Robert Gernhardt (13 December 1937 – 30 June 2006) was a German writer, painter, graphic artist and poet.

==Life==
Robert Gernhardt was born the son of a judge and a chemist in Tallinn, where his family was part of the Baltic German minority. In 1939 they had to relocate to Poznań. In 1945 his father was killed in the war, and after the end of the war, his mother fled west with her three sons Robert, Per, and Andreas, finally ending up in Göttingen, where Robert Gernhardt finished school in 1956.

Afterwards, he studied painting, first in Stuttgart and then at the Hochschule der Künste in Berlin, also doing German Studies at Berlin's Freie Universität.

Beginning in 1964, he lived in Frankfurt, working as a freelance artist and writer. In 1965 he married his first wife, Almut Gernhardt, née Ulrich, who died in 1989. In 1990 he married his second wife, Almut Gehebe.

Since purchasing a house in Tuscany in 1972, he regularly spent many months in Italy.

In 1996 he had to undergo a multiple bypass operation and, in 2002, he was diagnosed with Colorectal cancer, which he succumbed to in 2006.

== Work ==
Robert Gernhardt was a regular contributor to the satirical magazine pardon, where he edited the section Welt im Spiegel ("World in the Mirror") with F. K. Waechter and F. W. Bernstein, using the pseudonym Lützel Jeman until 1971.

Gernhardt co-founded the satirical magazine Titanic in 1979. He was a member of the so-called Neue Frankfurter Schule (New Frankfurt School) together with artists like Waechter, Chlodwig Poth, and Hans Traxler. Gernhardt's satirical style combines social critique with a self-consciously irreverential attitude to cultural and literary traditions.

His poetry and prose are situated within the comic traditions of Wilhelm Busch, Christian Morgenstern and the urban poetry of Heinrich Heine and Bertolt Brecht. Gernhardt's poems, which frequently produce their comic effects through play with language and sound as well as through playfully quoting literary tradition, have become part of public consciousness in Germany.

During the '70s and '80s, he wrote material for Otto Waalkes, one of Germany's most popular comedians. A lot of Waalkes' most famous routines were written by Gernhardt, often in collaboration with Peter Knorr and Bernd Eilert.
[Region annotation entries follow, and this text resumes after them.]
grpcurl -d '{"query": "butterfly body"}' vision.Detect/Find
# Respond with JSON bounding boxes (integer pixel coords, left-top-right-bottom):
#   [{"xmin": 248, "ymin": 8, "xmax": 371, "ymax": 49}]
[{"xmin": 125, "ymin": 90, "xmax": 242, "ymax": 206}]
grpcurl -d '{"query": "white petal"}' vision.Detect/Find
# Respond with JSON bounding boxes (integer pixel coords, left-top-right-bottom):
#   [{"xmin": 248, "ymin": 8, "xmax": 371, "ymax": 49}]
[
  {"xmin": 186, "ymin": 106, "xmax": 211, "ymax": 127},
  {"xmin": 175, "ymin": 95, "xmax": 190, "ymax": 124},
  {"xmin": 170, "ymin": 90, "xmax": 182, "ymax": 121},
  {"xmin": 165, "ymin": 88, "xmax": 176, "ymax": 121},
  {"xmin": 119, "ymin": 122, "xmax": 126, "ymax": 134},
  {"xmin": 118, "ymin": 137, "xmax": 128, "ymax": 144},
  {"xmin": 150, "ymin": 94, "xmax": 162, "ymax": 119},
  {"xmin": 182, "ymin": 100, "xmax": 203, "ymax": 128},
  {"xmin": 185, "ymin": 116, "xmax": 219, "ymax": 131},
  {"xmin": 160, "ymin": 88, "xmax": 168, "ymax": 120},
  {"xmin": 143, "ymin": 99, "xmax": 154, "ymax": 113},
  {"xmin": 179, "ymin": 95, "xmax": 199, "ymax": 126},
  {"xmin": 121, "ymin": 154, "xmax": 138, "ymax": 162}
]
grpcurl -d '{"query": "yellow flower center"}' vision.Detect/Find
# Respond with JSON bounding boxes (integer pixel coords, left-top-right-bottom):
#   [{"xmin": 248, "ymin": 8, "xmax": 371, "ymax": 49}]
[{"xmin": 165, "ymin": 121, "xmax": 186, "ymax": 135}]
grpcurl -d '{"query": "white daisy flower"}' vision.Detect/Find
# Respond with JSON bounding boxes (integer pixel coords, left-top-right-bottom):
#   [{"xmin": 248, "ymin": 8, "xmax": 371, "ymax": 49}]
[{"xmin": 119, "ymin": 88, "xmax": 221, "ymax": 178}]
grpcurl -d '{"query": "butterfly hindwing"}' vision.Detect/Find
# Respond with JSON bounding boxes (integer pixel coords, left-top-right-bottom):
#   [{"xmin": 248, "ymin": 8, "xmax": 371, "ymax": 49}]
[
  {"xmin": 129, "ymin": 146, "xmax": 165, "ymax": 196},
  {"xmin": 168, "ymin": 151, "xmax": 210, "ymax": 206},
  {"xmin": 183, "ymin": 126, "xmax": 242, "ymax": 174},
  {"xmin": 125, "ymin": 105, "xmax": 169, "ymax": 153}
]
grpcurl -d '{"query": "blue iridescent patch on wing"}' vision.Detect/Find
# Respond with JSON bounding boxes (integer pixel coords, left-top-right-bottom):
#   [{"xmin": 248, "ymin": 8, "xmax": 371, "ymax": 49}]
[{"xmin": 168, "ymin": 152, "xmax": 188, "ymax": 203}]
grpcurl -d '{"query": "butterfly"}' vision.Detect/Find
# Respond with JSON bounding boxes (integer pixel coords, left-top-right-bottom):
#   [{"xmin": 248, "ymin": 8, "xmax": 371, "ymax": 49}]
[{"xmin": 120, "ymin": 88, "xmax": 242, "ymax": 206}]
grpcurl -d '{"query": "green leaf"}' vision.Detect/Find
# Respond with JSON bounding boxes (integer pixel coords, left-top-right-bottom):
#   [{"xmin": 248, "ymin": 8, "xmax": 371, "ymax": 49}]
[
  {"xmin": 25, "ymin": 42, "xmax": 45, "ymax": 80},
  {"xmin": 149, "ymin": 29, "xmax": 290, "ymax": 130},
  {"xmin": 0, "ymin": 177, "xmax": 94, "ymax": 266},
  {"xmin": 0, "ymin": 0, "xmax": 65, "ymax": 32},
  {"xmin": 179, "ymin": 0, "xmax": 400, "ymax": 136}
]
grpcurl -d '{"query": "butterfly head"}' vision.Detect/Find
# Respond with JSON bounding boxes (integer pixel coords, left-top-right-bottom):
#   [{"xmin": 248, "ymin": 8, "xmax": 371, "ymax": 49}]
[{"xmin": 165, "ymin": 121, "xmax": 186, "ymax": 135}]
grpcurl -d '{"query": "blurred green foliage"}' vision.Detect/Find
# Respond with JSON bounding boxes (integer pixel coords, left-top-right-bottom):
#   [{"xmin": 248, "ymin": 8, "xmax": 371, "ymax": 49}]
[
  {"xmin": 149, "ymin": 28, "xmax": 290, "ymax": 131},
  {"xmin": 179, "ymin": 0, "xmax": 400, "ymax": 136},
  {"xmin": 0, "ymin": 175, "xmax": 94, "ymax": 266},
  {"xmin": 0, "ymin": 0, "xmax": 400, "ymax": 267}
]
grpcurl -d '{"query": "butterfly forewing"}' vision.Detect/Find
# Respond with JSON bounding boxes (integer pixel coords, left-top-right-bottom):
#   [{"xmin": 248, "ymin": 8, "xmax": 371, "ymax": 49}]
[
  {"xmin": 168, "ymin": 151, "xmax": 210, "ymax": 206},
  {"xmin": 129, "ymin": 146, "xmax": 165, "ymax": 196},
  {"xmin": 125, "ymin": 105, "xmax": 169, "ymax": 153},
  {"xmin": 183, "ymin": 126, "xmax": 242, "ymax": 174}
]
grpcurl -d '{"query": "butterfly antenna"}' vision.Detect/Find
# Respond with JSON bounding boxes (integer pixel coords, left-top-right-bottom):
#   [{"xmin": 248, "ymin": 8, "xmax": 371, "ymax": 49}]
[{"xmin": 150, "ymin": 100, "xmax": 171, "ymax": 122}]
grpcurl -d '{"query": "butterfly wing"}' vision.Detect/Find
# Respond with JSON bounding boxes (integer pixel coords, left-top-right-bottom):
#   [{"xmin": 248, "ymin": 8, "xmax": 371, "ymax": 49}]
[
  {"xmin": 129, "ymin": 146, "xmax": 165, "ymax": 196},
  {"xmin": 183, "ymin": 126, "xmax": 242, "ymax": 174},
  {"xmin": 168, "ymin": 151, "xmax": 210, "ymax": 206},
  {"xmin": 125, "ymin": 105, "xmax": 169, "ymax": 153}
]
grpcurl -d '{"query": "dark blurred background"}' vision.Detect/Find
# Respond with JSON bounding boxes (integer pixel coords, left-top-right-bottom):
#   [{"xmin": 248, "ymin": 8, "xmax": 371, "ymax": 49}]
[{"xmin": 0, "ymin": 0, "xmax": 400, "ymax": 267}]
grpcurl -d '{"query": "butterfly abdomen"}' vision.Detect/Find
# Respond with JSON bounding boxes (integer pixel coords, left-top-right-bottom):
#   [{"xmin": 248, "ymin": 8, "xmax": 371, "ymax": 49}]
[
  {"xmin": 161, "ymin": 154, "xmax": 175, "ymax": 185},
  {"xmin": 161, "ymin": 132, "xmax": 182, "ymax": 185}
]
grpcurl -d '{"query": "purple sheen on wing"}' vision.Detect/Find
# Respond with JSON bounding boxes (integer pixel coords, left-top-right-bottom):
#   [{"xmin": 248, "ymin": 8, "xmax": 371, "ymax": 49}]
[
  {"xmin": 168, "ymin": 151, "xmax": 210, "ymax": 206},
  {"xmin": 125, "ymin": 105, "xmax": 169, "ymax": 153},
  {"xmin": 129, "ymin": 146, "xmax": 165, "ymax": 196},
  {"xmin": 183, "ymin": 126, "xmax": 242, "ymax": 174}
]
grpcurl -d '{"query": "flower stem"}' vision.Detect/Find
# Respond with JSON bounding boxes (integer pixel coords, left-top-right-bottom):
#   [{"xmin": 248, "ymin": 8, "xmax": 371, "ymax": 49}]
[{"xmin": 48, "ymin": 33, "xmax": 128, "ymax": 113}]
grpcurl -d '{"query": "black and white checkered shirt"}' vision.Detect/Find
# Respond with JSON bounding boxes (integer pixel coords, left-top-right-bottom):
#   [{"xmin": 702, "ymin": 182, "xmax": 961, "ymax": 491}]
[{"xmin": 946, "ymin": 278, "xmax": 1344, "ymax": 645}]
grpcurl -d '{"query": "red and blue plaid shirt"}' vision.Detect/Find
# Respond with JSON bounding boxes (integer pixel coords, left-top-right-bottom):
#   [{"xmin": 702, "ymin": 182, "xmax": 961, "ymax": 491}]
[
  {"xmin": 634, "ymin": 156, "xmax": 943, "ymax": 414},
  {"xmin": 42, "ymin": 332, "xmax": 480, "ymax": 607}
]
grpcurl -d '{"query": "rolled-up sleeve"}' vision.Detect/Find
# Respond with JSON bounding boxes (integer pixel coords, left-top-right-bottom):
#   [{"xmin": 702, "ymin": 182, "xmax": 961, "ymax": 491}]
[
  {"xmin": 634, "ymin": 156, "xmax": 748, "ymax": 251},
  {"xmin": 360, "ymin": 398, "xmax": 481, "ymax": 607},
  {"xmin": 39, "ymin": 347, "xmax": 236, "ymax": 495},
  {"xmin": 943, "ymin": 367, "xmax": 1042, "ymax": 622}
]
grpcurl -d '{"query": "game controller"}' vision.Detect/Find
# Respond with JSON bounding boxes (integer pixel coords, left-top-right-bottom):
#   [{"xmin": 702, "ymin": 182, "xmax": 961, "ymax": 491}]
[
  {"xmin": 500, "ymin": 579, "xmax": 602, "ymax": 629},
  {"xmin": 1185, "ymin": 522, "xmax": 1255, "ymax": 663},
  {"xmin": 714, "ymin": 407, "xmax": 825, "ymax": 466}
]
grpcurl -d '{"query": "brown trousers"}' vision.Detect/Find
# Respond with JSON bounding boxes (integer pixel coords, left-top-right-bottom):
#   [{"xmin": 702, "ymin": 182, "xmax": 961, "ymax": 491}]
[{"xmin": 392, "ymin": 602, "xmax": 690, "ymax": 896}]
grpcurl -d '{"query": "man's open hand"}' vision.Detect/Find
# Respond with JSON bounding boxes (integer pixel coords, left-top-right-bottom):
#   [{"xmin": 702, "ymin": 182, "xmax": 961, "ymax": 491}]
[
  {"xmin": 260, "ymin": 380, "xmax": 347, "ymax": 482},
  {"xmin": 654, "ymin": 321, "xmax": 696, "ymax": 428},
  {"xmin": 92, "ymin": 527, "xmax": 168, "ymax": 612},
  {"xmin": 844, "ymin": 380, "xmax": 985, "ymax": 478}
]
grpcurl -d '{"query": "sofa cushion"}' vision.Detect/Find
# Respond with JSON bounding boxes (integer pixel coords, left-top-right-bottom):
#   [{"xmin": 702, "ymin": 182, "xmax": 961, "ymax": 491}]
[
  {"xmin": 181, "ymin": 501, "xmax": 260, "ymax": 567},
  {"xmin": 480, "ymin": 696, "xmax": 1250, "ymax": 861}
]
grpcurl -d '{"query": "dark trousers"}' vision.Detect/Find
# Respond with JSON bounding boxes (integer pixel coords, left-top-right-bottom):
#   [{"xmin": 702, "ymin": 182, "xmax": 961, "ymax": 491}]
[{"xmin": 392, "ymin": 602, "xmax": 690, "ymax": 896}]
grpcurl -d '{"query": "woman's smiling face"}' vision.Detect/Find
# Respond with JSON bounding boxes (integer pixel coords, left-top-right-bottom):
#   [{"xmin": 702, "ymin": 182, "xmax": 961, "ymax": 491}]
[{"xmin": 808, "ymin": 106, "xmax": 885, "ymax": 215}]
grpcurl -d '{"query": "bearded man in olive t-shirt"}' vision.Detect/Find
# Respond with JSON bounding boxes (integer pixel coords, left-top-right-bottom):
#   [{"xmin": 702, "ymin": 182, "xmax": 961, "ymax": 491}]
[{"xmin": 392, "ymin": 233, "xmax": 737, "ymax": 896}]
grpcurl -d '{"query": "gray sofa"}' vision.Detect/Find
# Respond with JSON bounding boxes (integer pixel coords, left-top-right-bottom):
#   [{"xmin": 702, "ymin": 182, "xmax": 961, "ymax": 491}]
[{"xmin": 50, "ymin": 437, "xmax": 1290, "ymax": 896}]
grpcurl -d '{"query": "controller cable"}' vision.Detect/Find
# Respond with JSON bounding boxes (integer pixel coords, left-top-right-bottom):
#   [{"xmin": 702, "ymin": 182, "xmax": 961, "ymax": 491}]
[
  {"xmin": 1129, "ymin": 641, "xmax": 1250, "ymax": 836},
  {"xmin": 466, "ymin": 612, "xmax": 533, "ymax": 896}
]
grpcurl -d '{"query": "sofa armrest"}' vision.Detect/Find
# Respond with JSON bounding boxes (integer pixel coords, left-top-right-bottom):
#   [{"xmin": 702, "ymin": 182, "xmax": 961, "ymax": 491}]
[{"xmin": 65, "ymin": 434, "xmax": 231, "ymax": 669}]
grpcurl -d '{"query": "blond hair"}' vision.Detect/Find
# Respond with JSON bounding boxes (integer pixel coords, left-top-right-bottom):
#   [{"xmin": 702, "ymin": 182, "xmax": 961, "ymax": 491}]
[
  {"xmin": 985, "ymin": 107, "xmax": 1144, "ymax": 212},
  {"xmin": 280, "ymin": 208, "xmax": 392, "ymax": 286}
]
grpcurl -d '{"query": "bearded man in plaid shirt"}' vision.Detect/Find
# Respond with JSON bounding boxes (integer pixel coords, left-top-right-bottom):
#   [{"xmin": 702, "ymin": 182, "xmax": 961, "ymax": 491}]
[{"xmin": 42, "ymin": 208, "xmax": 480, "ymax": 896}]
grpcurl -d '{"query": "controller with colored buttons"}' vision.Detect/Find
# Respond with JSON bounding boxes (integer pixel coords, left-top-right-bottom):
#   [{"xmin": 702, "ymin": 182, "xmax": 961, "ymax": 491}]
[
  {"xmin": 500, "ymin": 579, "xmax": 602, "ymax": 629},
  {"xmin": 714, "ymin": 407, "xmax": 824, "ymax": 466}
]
In 2006, shortly before his death, he was the Writer in Residence at the German department of the University of Warwick.

He died on 30 June 2006 in Frankfurt am Main, after a long fight against cancer, aged 68.

In 2009 a CD-ROM with the title: der ton im wörtersee was published in the German language.

==Awards==
He won the Deutscher Jugendliteraturpreis in 1983 and the Kassel Literary Prize in 1991. He won the Bertolt-Brecht-Literaturpreis in 1998, and the Rheingau Literatur Preis in 2002. In 2004 he was awarded the Heinrich Heine Prize, and in 2006, the Wilhelm Busch Prize.

The state-owned bank Helaba is sponsoring an award named after Gernhardt.